If you are a first home buyer you may have heard the term Lenders Mortgage Insurance be mentioned.
In this post I will unpack Lenders Mortgage Insurance, outlining how it is paid, why we have to pay it, the benefits of lenders mortgage insurance as well as tips to reduce it.
What is Lenders Mortgage Insurance?
Lenders Mortgage Insurance or LMI for short, is a once-off insurance premium paid by the borrower to their lender at settlement to cover the lender in the event the borrower fails to make repayments.
This policy comes into effect if the entire loan plus costs is unable to be recovered from the sale of your property.
It is important to note, this policy only covers the lender in the event you fail to make repayments.
Also, the Lenders Mortgage Insurance cost is financed by your loan, and whilst this is an upfront expense, you do not need to have the LMI cost saved as cash.
When do I have to pay Lenders Mortgage Insurance?
Lenders Mortgage Insurance is required when you do not have a 20% plus stamp duty deposit to purchase a property.
For example, if I wanted to purchase a property for $500,000 and I had a deposit of $100,000 plus stamp duty, I would not need to pay LMI.
However, if my deposit was only $50,000 plus stamp duty, I can still purchase the property, I will just need to pay Lenders Mortgage Insurance.
So what are the benefits of LMI?
Whilst LMI is a cost to the borrower, it does come with some advantages. Paying the LMI allows you to get into the property market much sooner than without LMI.
This is due to the lender accepting a smaller deposit size than the standard 20%, meaning you can get into your own home now, rather than wait another couple of years.
The benefits of Lenders Mortgage Insurance are clearly visible in a rising property market, where the capital growth of property outpaces the rate you can save.
Paying the additional cost upfront will allow you to purchase the property now, and receive the benefit of future growth, rather than continue to save, chasing your tail trying to achieve a 20% deposit plus stamp duty.
How is Lenders Mortgage Insurance Calculated?
So you now know why LMI is important, and how it can help you get your dream home sooner, but no-one likes additional fees so here is how to minimise your LMI cost.
To understand minimising LMI, you must first understand the Loan to Value ratio, as this is one of the factors that determine the amount of LMI you pay.
The loan to value ratio is very simple, it is the loan amount divided by the purchase price (if purchasing) or property value (if refinancing).
Lenders Mortgage Insurance is determined by a couple of factors, the main ones being Loan to Value ratio (LVR) and type of employment (employee or self-employed).
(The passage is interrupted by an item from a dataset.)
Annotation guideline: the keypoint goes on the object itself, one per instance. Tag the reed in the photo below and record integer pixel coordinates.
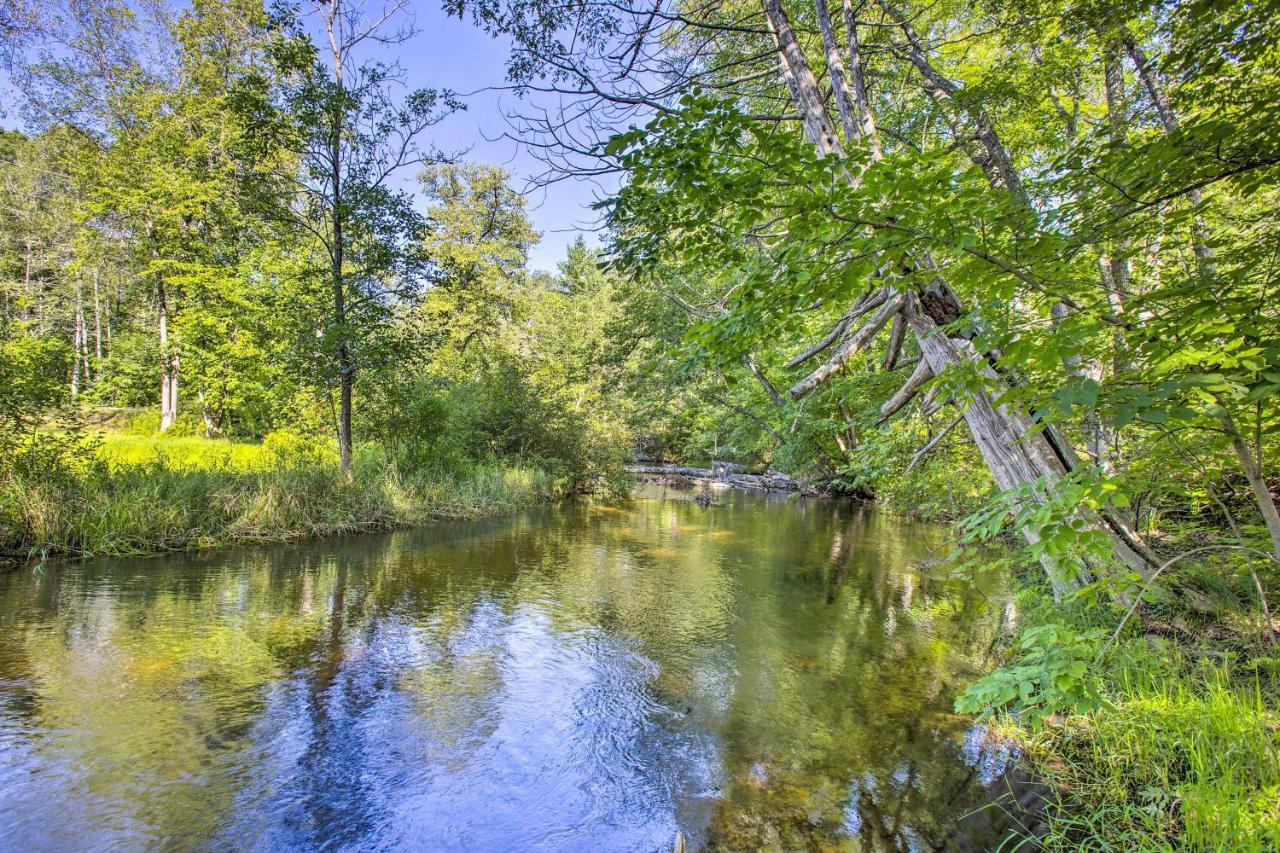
(195, 496)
Once your LVR exceeds 80%, LMI is payable and will increase significantly every 2% higher your LVR increases.
How $250 can save you $1,725.73 in LMI
Now you understand the determining factors for LMI as well as LVR, here are the two main ways to reduce your LMI cost:
- Reduce your loan amount slightly into a lower LVR category
- Shop around different lenders, ranking them by LMI cost
Firstly, reducing your loan amount into a lower category may save you thousands and it is not as hard as you may think.
Lenders Mortgage Insurance generally has the following LVR categories: 80.01% to 82.00%, 82.01% to 84.00%, 84.01% to 86.00% etc, all the way to 92.00% which is generally the maximum you can borrow with LMI.
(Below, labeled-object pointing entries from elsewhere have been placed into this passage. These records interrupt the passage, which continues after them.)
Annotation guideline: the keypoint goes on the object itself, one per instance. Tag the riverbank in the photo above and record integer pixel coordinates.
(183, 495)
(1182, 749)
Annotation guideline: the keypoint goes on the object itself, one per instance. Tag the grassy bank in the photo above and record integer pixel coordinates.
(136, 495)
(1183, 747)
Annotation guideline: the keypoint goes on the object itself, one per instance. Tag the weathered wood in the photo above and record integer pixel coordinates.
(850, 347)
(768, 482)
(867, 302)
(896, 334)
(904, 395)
So one way to reduce LMI, would be to check your loan amount against the purchase price and find where you stand.
If you are sitting at 88.05%, then dropping back to 88.00% will reduce your LMI significantly. For example on a $500,000 purchase, the additional deposit required would be $250.00, however the LMI drops from $6,563.73 to $4,838.00, potentially saving you an additional $1,725.73!
Now if you are unable to come up with the extra cash to reduce you into a lower bracket, the next best thing is to shop around lenders based on LMI cost.
When looking for a loan, many consider the interest rate, fees and charges as well as features, however many overlook potential savings in LMI.
For example, for a $500,000 purchase with an 88% loan, the lowest cost LMI lender will charge you $4,838.00, whilst the highest cost lender will charge $5,863!
That is potential saving of $1,000, just by comparing the market.
So what is the easiest way to do all of this?
When it comes down measuring the various costs of Lenders Mortgage Insurance with different providers, or reducing your loan amount to limit the LMI cost, there is no better person to speak with then a qualified mortgage broker.
A Mortgage Broker generally does not charge any fees for their service and can assess all of this for you, meaning you do not have waste time shopping around, waiting on hold etc.
Depending on your occupation, you may be eligible for an LMI wavier, this includes doctors, legal professionals and accounting professionals.